If you select a random sample that is the entire source table, the result is a random shuffle of the rows of the data table. If you specify columns to stratify, the result is a random shuffle of each of the rows for each group. See Stratified Subsets.
All columns
Creates a subset table that contains all columns from the active table. Selected by default.
Selected columns
Creates a subset table that contains only the selected columns from the active table.
Keep by columns
Retains the column that you subsetted by in the output data tables.
Output table name
Specifies the name of the subset table.
Link to original data table
Links the subset table to the original table. When you change values in one table, the other table is updated.
Copy formula
Includes formulas from the original table in the output columns. Include all columns needed for the calculation of the formula. Selected by default.
Suppress formula evaluation
Prevents JMP from evaluating columns’ formulas when the new table is created. Selected by default.
Save Default Options
Saves your current settings.
Note: Save Default Options only saves the settings for Selected Rows, Selected Columns, Linked to original data table, Copy formula, and Suppress formula evaluation.
Keep dialog open
Keeps the Subset window open after you click OK.

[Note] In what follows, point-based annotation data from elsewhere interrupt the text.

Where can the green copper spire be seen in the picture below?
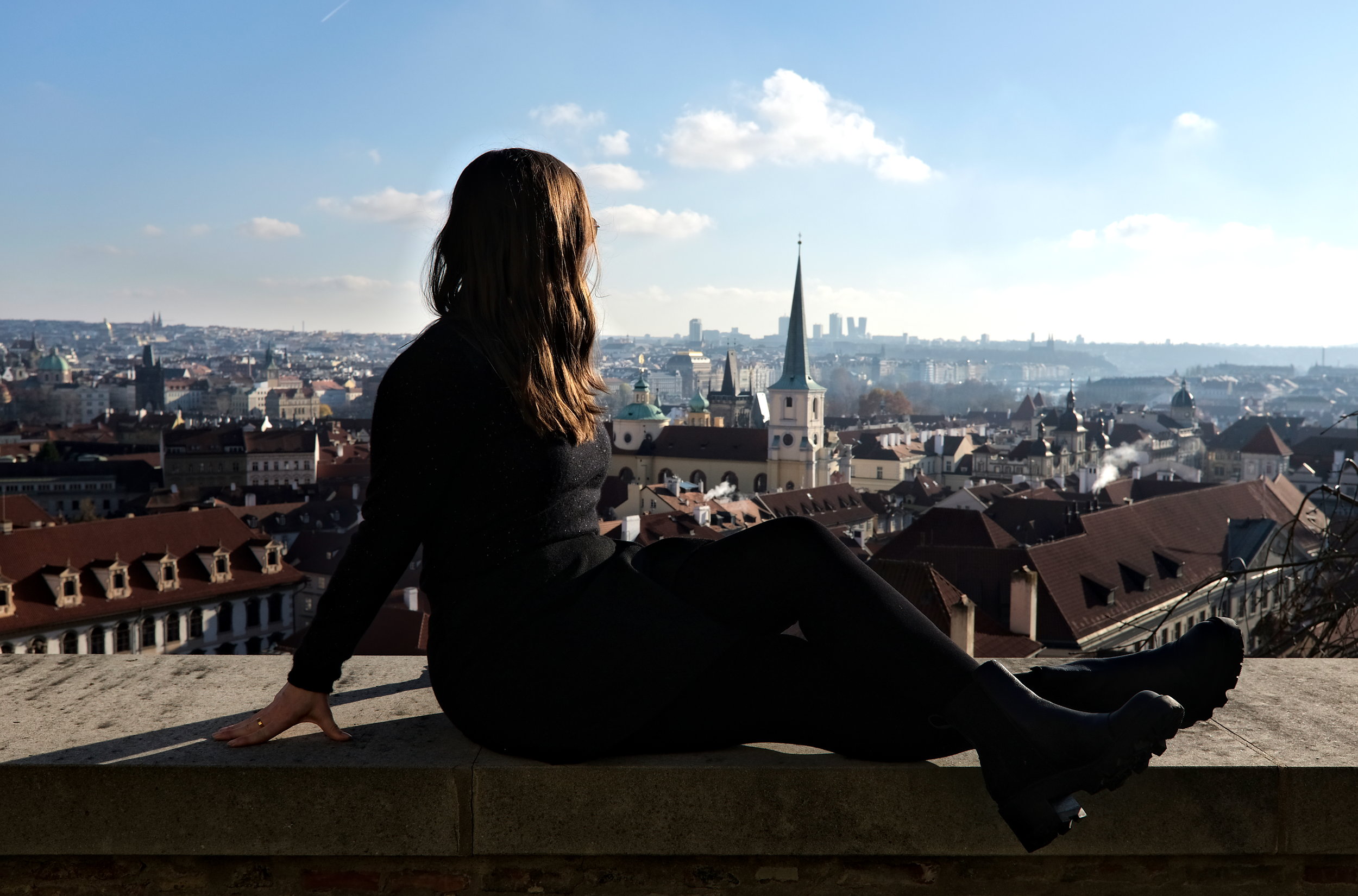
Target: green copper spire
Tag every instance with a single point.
(795, 371)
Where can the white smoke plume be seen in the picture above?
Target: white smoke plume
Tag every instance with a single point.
(1120, 459)
(723, 492)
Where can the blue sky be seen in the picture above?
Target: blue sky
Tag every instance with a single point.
(1137, 173)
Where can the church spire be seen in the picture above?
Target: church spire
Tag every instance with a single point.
(795, 370)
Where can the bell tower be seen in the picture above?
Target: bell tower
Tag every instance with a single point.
(796, 408)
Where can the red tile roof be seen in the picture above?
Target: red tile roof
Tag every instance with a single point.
(1266, 441)
(947, 526)
(23, 512)
(25, 552)
(830, 506)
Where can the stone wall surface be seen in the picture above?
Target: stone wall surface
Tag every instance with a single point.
(106, 762)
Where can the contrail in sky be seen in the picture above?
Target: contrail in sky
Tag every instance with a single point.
(336, 10)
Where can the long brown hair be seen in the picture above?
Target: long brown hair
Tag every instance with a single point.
(511, 269)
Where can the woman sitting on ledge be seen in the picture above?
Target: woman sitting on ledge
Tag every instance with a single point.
(552, 641)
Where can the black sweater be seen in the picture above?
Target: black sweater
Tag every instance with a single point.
(454, 468)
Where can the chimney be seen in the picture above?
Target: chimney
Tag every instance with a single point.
(1023, 603)
(963, 625)
(1087, 479)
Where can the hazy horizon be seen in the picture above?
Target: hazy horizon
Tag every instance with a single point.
(1121, 174)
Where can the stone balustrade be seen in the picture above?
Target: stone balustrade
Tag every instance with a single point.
(110, 783)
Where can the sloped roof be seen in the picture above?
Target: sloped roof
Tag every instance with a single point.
(25, 552)
(1266, 441)
(830, 506)
(1189, 527)
(932, 594)
(947, 526)
(716, 443)
(23, 511)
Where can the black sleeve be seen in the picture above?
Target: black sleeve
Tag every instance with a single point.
(405, 473)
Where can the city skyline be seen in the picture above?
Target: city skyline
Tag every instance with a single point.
(955, 173)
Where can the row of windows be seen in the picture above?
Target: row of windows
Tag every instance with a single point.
(287, 465)
(124, 632)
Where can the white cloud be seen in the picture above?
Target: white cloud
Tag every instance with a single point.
(612, 175)
(614, 144)
(567, 116)
(1168, 237)
(637, 219)
(797, 123)
(269, 229)
(341, 283)
(1194, 124)
(390, 207)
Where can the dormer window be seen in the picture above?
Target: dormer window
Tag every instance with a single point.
(64, 584)
(164, 569)
(216, 563)
(112, 577)
(268, 554)
(6, 595)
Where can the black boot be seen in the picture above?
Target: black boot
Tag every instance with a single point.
(1035, 755)
(1196, 670)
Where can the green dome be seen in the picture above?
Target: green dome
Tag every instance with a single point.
(639, 411)
(53, 362)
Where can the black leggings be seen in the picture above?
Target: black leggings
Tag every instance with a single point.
(864, 682)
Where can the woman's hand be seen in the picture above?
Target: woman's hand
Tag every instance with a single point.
(290, 706)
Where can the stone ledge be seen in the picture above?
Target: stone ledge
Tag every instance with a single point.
(112, 756)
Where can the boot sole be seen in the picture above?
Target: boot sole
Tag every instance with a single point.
(1047, 808)
(1212, 696)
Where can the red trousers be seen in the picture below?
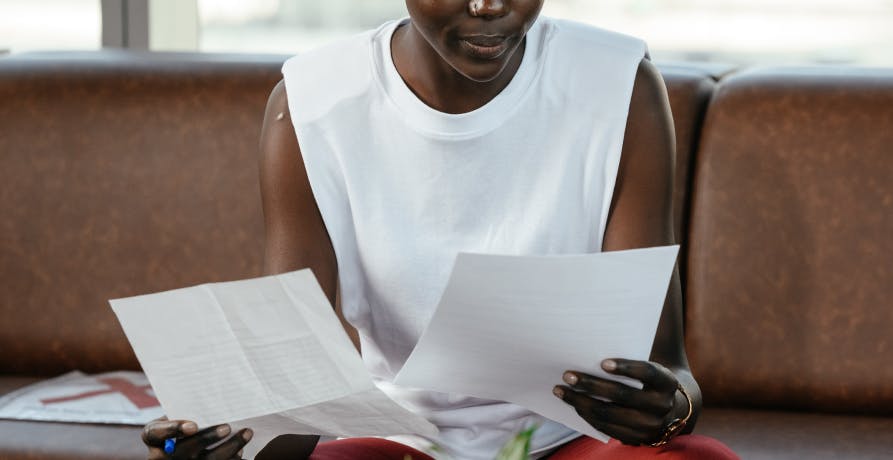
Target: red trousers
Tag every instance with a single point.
(684, 447)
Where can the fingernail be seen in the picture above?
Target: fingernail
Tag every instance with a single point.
(188, 428)
(570, 378)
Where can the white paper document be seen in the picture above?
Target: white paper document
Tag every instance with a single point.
(507, 327)
(268, 352)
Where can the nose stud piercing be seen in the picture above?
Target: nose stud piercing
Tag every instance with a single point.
(474, 6)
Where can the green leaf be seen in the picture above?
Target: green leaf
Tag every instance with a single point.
(519, 447)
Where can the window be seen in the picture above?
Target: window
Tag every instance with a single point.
(736, 31)
(27, 25)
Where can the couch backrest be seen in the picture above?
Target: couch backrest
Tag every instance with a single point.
(120, 174)
(790, 269)
(127, 173)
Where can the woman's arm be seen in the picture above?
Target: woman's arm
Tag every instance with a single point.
(296, 235)
(641, 216)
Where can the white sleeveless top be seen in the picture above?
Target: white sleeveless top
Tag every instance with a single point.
(403, 187)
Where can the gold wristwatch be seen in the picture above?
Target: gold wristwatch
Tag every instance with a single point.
(677, 425)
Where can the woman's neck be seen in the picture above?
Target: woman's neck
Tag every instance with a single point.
(438, 84)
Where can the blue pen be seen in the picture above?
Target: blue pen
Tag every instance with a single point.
(169, 445)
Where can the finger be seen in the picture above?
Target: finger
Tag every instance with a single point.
(193, 445)
(156, 431)
(592, 409)
(228, 449)
(652, 375)
(658, 403)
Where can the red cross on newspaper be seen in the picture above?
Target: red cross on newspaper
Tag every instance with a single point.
(136, 394)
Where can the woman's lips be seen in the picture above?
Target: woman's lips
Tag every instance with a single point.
(485, 46)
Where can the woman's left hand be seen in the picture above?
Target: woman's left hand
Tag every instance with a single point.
(628, 414)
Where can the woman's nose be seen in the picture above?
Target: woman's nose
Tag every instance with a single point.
(488, 8)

Save Script to Source Table
Saves a script to the original data table that enables you to subset the data again using the same settings.
Auto Refresh
Automatically refreshes the table Preview. If the Preview takes too much time to complete, you can deselect this option and click the Refresh button . Selected by default.
Preview with Random Subset
Select this option for very large tables that can cause delays as the Preview pane is refreshed. Deselected by default.
In the JMP Subset window, if you specify a sample size and add stratification columns, the sample size represents the size per stratum, rather than the size of the whole subset.
Figure 6.3 Stratified Subsets
For stratified random samples with a specified sample size, two columns can be saved: Selection Probability and Sampling Weight. Check the corresponding check box to save these columns.